A team should be designed to handle those services, and tasks of every different prison complex throughout the state and assign a team leader to handle each functional areas: operations, supply, legal, communications, human resource management, prison bed population management,  and allow these team members to identify and create a list of tasks to consolidate and refine current operations to support these new challenges coming up within a short period of time as the clock keeps ticking away at the inevitable crisis. In addition, these team leaders should focus on redundant or potentially redundant duplication of elements that can save money in the long run through efficient management of our fiscal resources.

These team leader assessments should create a new model that has evolved around anticipated needs and problems. Instead of having people in Central Office work on this task, you should take the work where the team leader is located and work from that location with the eventual integration of all team leaders coming together with their plans and models to resolve the crisis ahead.
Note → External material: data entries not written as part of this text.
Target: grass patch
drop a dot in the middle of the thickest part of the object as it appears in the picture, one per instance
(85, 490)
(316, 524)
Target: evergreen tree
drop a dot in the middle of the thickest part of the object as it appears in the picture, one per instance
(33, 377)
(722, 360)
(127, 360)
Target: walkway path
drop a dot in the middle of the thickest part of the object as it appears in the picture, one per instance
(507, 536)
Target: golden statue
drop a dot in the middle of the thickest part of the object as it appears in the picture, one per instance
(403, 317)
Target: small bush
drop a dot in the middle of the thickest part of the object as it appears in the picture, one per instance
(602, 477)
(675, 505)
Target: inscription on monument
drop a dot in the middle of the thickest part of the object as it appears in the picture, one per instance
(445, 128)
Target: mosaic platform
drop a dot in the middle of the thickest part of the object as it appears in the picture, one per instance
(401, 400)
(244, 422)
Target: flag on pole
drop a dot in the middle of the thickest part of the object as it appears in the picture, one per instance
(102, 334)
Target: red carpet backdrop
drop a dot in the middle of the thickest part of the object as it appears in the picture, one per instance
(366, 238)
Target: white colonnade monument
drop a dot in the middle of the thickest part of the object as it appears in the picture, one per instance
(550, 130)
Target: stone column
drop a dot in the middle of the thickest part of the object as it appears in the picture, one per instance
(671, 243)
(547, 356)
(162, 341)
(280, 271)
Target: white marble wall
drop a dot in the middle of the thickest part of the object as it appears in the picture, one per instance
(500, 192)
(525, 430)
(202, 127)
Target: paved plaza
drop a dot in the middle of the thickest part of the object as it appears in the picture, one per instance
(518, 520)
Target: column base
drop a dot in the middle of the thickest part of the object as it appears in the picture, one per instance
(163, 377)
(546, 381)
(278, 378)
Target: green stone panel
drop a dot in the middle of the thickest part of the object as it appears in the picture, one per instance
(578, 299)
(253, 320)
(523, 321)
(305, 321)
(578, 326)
From these assessments there should be a globally integrated model that would evolve into a new structural way of thinking inside the agency.

Such a concept would re-design the current culture and formulate a new cultural transformation that accurately reflects on real needs and real resolutions with ownership to the change and a new way employees can adapt to the ways of working out a crisis as a team rather than a few individuals.

Team leaders should be provided with new ideas how to perform these assessments and parameters should:

  1. Don’t standardize more than is necessary. Allow geographical adaptations to occur to fit the needs of each complex. Identify areas problematic e.g. inmate risk assessment tools and job classification matrixes that include positions, wages, educational or vocational impacts etc.
  2. Fit the technology to the process, not vice versa – consider technology upgrades to meet the future needs of the agency in full circle fashion.
  3. Prefer standard principles to detailed rules, customs and practices already sanctioned and endorsed by national accreditation institutions.
  4. Listen to all the voices from all areas concerned – allow better team contributions, communication and processes to develop trust and confidence of those processes identified and recommended.
  5. Implement new processes from the top with adequate consultation prior to the change. Allow change to occur if it benefits the new process identified.

Central office should consider downsizing and develop new strategies shed traditional roles and provide local controls to those prison complexes throughout the state.

This leaves the upper echelon to focus on organizational values, strategy development, and managing the business in line with established values, expectations and performance standards.